Planting date: Carefully choose the best date to plant your vegetables. Planting in soil that is too cool can result in many diseases like seed rot and stem rot. Crops that are planted for late summer and fall harvest will have more disease problems because pathogens build up during the growing season.
Crop rotation: Plant your crops in different parts of your garden every year. This helps prevent pathogen buildup in the soil. Try to rotate out whole families of crops because pathogens tend to attack all members of a plant family.
Seed disinfestation: Many pathogens that are carried on the seed can be killed outright with either hot water or diluted chlorine bleach. The process must be done precisely so as to avoid damaging the seeds. Consider utilizing these services if your seed company offers them.

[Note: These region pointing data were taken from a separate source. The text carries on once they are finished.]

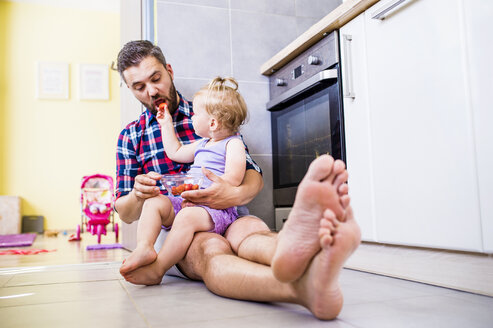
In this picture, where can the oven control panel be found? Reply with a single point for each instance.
(318, 57)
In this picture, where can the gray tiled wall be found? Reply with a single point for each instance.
(205, 38)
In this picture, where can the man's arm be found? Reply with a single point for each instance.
(129, 206)
(222, 194)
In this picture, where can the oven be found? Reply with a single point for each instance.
(306, 116)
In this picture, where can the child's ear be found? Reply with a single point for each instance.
(213, 124)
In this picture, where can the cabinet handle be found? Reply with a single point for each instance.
(348, 68)
(382, 12)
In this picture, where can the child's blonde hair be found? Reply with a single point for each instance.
(224, 102)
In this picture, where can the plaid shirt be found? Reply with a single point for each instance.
(140, 148)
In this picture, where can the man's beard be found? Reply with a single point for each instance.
(172, 101)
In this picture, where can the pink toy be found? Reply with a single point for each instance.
(103, 246)
(97, 200)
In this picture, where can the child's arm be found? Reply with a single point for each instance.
(235, 167)
(172, 146)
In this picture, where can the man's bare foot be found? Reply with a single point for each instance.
(150, 274)
(318, 289)
(297, 241)
(141, 256)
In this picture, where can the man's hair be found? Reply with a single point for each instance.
(224, 102)
(134, 52)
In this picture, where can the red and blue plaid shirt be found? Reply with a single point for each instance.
(140, 148)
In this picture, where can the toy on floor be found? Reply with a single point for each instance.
(103, 246)
(29, 251)
(97, 200)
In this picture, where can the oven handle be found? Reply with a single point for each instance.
(328, 74)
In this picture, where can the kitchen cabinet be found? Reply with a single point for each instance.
(412, 111)
(478, 16)
(357, 125)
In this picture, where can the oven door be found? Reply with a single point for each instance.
(306, 122)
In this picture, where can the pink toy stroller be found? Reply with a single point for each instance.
(97, 200)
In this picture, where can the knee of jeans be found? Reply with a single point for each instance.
(243, 227)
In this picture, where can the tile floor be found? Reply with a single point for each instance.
(75, 288)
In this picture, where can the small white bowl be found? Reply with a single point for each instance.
(177, 183)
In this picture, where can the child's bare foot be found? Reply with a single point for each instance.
(150, 274)
(318, 289)
(298, 240)
(141, 256)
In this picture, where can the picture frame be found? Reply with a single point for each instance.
(52, 80)
(93, 82)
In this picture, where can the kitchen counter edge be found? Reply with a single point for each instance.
(348, 10)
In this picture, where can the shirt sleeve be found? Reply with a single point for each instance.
(127, 166)
(250, 163)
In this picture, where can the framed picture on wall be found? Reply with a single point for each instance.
(52, 80)
(93, 82)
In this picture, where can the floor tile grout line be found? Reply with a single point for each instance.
(134, 304)
(449, 288)
(24, 270)
(61, 283)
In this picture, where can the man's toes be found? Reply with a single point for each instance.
(340, 178)
(345, 200)
(326, 238)
(343, 189)
(320, 168)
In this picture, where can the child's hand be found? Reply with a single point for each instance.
(163, 116)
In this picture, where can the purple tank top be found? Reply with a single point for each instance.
(212, 158)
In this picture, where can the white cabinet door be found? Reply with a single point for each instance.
(356, 124)
(425, 183)
(479, 45)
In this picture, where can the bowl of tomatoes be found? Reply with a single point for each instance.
(177, 183)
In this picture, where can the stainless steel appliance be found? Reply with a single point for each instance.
(306, 115)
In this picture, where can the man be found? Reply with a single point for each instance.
(249, 262)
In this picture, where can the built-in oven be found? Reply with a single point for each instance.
(306, 116)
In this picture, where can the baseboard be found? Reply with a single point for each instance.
(471, 272)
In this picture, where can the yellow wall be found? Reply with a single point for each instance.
(48, 145)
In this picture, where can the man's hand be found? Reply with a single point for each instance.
(145, 185)
(219, 195)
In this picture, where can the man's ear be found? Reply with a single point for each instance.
(170, 70)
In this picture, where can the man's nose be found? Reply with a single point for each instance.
(153, 91)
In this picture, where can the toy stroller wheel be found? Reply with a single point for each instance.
(99, 232)
(116, 231)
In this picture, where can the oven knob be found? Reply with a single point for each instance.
(280, 82)
(313, 60)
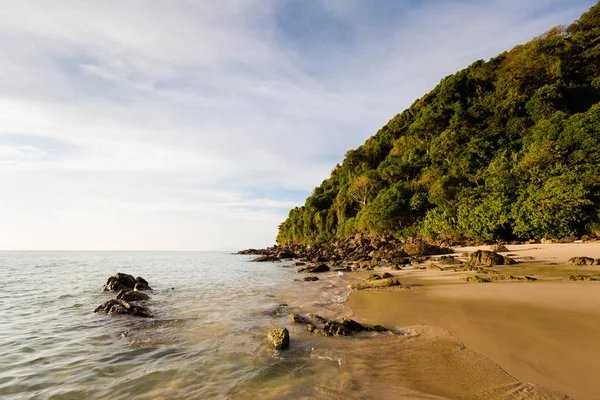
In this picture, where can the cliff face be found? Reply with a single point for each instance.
(502, 150)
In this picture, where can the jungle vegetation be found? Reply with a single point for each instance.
(502, 150)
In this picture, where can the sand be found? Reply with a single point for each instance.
(545, 332)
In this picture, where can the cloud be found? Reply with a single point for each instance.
(196, 125)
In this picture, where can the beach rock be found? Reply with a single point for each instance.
(286, 254)
(266, 258)
(115, 306)
(499, 248)
(477, 279)
(312, 269)
(376, 281)
(132, 295)
(279, 338)
(119, 281)
(298, 319)
(581, 261)
(488, 258)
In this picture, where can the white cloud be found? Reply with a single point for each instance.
(168, 123)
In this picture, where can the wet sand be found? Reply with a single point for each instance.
(544, 332)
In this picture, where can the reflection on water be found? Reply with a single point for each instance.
(208, 338)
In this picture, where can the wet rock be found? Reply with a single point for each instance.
(313, 269)
(132, 295)
(265, 259)
(299, 319)
(115, 306)
(581, 261)
(477, 279)
(582, 278)
(485, 257)
(499, 248)
(119, 281)
(286, 254)
(279, 338)
(376, 281)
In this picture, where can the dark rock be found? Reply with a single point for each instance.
(485, 257)
(312, 269)
(299, 319)
(132, 295)
(119, 281)
(122, 307)
(499, 248)
(286, 254)
(581, 261)
(265, 259)
(279, 338)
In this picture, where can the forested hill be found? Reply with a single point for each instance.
(505, 149)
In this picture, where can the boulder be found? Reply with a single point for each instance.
(115, 306)
(286, 254)
(265, 259)
(132, 295)
(314, 268)
(488, 258)
(119, 281)
(279, 338)
(499, 248)
(581, 261)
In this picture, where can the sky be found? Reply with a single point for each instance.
(197, 125)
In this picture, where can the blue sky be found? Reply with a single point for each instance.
(197, 125)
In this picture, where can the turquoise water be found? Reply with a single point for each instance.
(211, 312)
(207, 339)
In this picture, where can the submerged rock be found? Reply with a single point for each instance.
(499, 248)
(132, 295)
(115, 306)
(377, 281)
(265, 259)
(312, 269)
(279, 338)
(581, 261)
(485, 257)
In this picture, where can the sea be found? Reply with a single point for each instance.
(208, 335)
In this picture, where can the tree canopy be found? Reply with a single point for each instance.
(504, 149)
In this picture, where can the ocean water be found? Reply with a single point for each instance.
(207, 339)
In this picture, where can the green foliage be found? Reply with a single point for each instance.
(504, 149)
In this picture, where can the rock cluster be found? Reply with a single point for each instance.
(488, 258)
(353, 248)
(345, 327)
(584, 261)
(130, 290)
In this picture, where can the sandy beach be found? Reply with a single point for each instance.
(543, 332)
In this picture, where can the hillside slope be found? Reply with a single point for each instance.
(505, 149)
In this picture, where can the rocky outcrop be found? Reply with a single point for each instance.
(115, 306)
(488, 258)
(499, 248)
(279, 338)
(132, 295)
(265, 258)
(313, 269)
(345, 327)
(130, 290)
(120, 281)
(377, 281)
(583, 261)
(354, 248)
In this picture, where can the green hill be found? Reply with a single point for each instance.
(502, 150)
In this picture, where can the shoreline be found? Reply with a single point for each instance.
(539, 333)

Mulch: This common landscaping material can help reduce fruit rot on many crops by preventing the crop from making direct contact with the soil.
Don't Let Ticks Spoil Your Summer Fun
How to Reduce Your Risk of Being Bitten
Ticks "tick off" just about everyone. They are known carriers of disease, most notably in Tennessee Ehrlichiosis and Rocky Mountain Spotted Fever, but many are becoming increasingly concerned about Lyme disease as well. Researchers with the University of Tennessee Institute of Agriculture have practical advice for reducing your risk -- and the risk to your children and pets -- of being bitten.

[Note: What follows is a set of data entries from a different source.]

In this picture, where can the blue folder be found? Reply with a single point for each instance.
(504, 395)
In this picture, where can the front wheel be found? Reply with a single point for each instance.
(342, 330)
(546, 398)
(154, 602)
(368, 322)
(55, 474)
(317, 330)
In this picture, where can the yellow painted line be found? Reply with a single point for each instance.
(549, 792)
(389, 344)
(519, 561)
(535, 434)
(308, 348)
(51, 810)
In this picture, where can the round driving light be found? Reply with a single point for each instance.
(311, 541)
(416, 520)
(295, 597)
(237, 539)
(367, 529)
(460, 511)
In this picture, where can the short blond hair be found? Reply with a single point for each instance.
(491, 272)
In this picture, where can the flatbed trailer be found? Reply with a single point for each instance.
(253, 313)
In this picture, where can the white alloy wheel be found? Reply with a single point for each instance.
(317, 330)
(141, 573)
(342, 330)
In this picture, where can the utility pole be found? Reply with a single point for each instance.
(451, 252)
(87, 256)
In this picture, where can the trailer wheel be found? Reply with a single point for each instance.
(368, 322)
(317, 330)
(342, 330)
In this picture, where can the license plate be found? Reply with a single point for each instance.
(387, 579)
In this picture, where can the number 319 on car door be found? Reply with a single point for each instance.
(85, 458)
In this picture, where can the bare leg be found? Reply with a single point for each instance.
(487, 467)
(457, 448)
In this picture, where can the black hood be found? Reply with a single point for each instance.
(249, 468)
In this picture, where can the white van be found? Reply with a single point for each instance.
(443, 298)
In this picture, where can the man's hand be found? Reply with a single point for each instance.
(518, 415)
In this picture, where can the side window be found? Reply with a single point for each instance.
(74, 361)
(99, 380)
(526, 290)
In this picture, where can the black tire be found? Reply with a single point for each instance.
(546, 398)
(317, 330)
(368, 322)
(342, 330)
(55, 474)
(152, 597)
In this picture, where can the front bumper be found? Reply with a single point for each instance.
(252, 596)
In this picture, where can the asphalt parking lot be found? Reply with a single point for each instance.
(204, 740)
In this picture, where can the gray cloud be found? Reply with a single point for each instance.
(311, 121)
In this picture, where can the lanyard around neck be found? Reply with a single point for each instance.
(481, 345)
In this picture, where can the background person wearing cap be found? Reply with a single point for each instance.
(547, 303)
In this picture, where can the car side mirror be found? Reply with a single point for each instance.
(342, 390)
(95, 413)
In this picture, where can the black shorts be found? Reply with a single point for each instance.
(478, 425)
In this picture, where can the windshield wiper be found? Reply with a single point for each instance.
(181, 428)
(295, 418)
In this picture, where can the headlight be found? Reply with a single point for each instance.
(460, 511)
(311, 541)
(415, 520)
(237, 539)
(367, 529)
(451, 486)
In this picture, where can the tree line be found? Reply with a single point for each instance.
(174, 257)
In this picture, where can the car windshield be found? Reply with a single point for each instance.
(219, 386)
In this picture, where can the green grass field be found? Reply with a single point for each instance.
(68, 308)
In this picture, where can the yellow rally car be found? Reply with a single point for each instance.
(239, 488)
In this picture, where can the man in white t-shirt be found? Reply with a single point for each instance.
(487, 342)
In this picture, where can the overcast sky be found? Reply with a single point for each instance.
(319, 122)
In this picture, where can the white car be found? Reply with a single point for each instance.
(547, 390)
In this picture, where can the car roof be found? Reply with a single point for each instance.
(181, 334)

Graham Hickling, a researcher with UT's Center for Wildlife Health, says that two tick species are of primary concern in Tennessee: the Lone Star tick (recognizable by the distinctive white spot on the back of females) and the American Dog tick, which is really not particular about which animals or humans it bites. Hickling and his co-authors recently undertook a large survey of Lone Star ticks that found none infected with the Lyme disease agent. "Given that result, we are increasingly confident that blacklegged ticks, also called deer ticks, are the only species spreading Lyme disease in Tennessee," he said.
Blacklegged ticks are present in most Tennessee counties, but in much lower numbers than Lone Star ticks or American Dog ticks. Hickling added, "Of the 1,000+ that we have checked, so far only two from Middle Tennessee have tested positive for the Lyme bacteria. So, the risk of contracting Lyme disease in Tennessee is not zero, but it is much, much lower than in the Northeast and Upper Midwest," he said.
Hickling also noted that blacklegged tick adults are active in Tennessee in the fall through early spring, rather than in the summer.
In addition to commercial products that repel insects when properly applied to the skin or clothing, Hickling says there are some simple maintenance tasks can help homeowners keep ticks at bay. First he confirms that having a tidy lawn is key to reducing tick populations around the home. "Keeping grass mowed and removing leaf litter, brush and tall weeds
from around the home and at the lawn's edge, will help reduce tick populations in areas where humans and pets tend to congregate," he said.
Also, adding gravel, woodchips or dry mulch as paths can help keep ticks away from landscaped areas and children's play structures.
If tick problems become severe, he recommends employing a pest management company to apply a chemical barrier treatment around such areas.